Kalahari Trip: Day 1 and 2
We set out at 8:30 AM or so on January 15th from our house in Cape Town. It was bright and early in the morning. We left in two Kombi (VW Vans) along with a trailer. They served us well throughout the trip.
We stopped randomly in the Swartland area to listen to a professor talk a little bit about fynbos, which is a plant that grows all over in this area, and various other issues. The land gets just enough water to make growing wheat viable, although South Africa tends not to have a comparative advantage growing wheat. Since South Africa is generally considered an export economy by just about everybody I have talked to, this means that many farmers are actually purchasing maize futures to hedge their bets. There are also many vineyards in the area which provide a colorful and diverse landscape
Fynbos is a strange plant in that it actually requires burning every 15 years or so. You see it mostly in the Western Cape, and to me it looked a lot like normal shrubbery at first glance. The seeds are unable to germinate though until they experience the intense heat of a bushfire, which is unfortunate because all of the alien species in the Western Cape cause fires to get out of control, which can damage the other crops or even people's houses.

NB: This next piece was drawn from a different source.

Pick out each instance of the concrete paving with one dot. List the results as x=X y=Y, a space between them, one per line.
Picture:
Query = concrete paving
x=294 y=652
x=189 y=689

We continued on in the Kombi, and eventually stopped in Elands Bay. We passed several fishermen, and they were hauling in a massive catch of crayfish. Pretty much all of this is destined for export, which makes sense given that South Africa is currently an industrial export focused economy. While the town does look quite nice, the biggest issue is that our driver asked one of the fishermen what the price they sold it, and the middle man makes an enormous profit before selling it abroad.

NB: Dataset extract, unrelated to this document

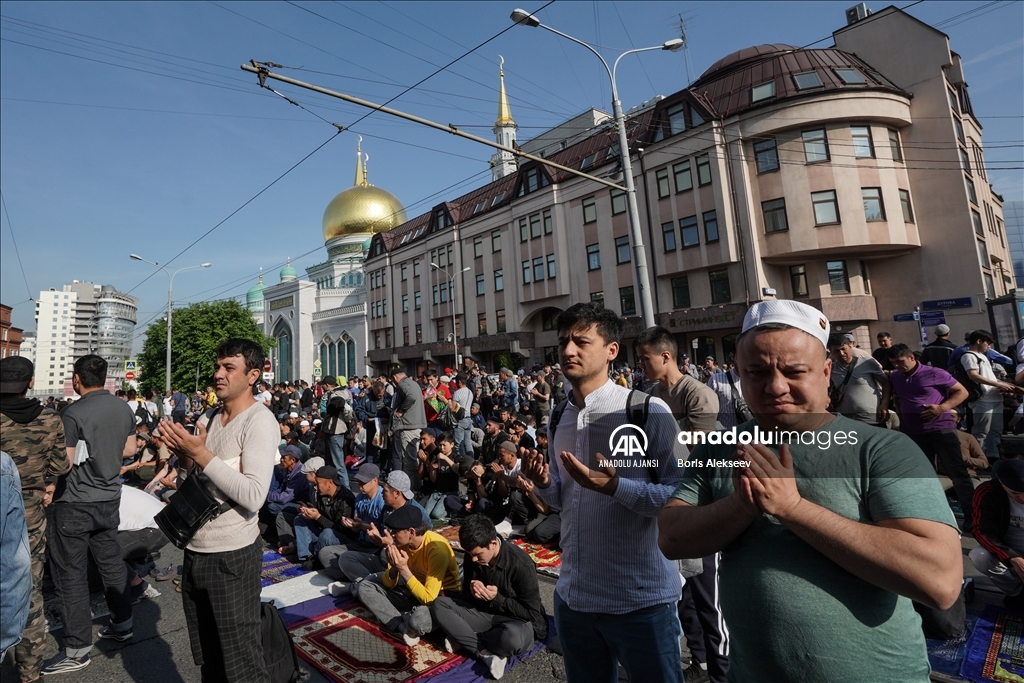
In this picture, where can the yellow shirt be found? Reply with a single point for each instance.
(433, 568)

In this small fishing town, there is a small cave which has some of the earliest cave paintings that anybody has discovered. Most of the cave paintings are handprints, but there are also several animals, although you can't see much in my picture sadly. Right now, there is almost no potable water in the area, however twenty thousand years ago the area was much wetter. This meant that the cave was most likely a great resting place for the people that lived in that time.

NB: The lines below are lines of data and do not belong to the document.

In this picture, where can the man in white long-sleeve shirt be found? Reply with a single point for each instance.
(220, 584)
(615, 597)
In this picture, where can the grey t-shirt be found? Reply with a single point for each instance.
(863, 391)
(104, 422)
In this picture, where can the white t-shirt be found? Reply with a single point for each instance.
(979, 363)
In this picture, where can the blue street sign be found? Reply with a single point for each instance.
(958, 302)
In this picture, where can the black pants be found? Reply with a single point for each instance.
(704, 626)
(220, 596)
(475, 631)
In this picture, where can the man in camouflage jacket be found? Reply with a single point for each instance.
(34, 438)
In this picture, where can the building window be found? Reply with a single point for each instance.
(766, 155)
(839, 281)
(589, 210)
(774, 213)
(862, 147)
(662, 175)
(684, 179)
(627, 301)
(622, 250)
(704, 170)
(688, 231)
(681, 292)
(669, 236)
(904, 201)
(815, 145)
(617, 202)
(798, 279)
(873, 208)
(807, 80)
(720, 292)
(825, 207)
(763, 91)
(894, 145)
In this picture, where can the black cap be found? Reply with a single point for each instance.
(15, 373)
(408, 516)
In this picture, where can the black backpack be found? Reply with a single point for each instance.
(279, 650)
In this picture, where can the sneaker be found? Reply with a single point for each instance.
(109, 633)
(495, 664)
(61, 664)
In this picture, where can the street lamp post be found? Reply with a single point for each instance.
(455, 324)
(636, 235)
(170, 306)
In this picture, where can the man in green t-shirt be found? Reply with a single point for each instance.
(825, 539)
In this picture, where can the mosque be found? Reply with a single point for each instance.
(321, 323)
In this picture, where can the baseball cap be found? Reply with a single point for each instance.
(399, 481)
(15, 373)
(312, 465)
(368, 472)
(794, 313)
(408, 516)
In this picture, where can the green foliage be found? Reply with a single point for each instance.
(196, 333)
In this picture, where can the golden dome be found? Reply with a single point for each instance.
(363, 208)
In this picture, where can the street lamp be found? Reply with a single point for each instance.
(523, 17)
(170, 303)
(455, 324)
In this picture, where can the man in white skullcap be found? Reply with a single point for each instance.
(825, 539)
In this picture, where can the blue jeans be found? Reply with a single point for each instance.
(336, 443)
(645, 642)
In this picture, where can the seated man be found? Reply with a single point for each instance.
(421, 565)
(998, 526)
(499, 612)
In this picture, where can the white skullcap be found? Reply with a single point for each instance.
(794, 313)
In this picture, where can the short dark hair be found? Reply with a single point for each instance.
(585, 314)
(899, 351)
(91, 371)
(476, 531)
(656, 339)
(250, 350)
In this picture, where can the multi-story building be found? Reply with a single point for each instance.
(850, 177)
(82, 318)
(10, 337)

The view from the cave wasn't half bad either.
After this stop, we continued on to our destination in Namaqualand, the Namaqualand Country Lodge. The organizers had accidentally booked the wrong day, but they were quite nice and let us stay anyway, partly because this time of year the hotel is empty. In the area, there are these beautiful daisies that bloom and attract a massive quantity of tourists, but that certainly was not while we were there. They didn't quite manage to mobilize the kitchen staff though so overall it was an eh place to stay. Theoretically, we could drink the water although I didn't actually try.
We woke up the next morning and drove for a little while until stopping on the edge of a random farm. Namaqualand has the highest number of succulents in the world, so we stopped to take a look for a little while. Most of these plants have developed the photosynthetic pathway CAM. In (very) simple terms, photosynthesis requires carbon dioxide and solar radiation. To take in carbon dioxide, plants have to open their stoma, which also lets water out in these arid conditions. So instead, the plants have adjusted and take in carbon dioxide at night, store it, and create their sustenance during the day. Here are a few examples.
We travelled to the Oranje Rus Resort which was absolutely gorgeous. It was on the side of the Orange River. From this arid region, within a few kilometers of the Orange River you start to see vineyards and all kinds of agriculture thanks to the water pulled from the river. Our room had air conditioning as well, and the sitting area where we had our drinks was just gorgeous. I just had to grab the classic photograph of the feet up and a beer.
After the sunset, we sat down to a great meal where I had a very well prepared sirloin and some good wine. We were the only people at the resort, so I think the staff may have babied us a little, but it was a great place. I'll try and post the next couple days as soon as possible.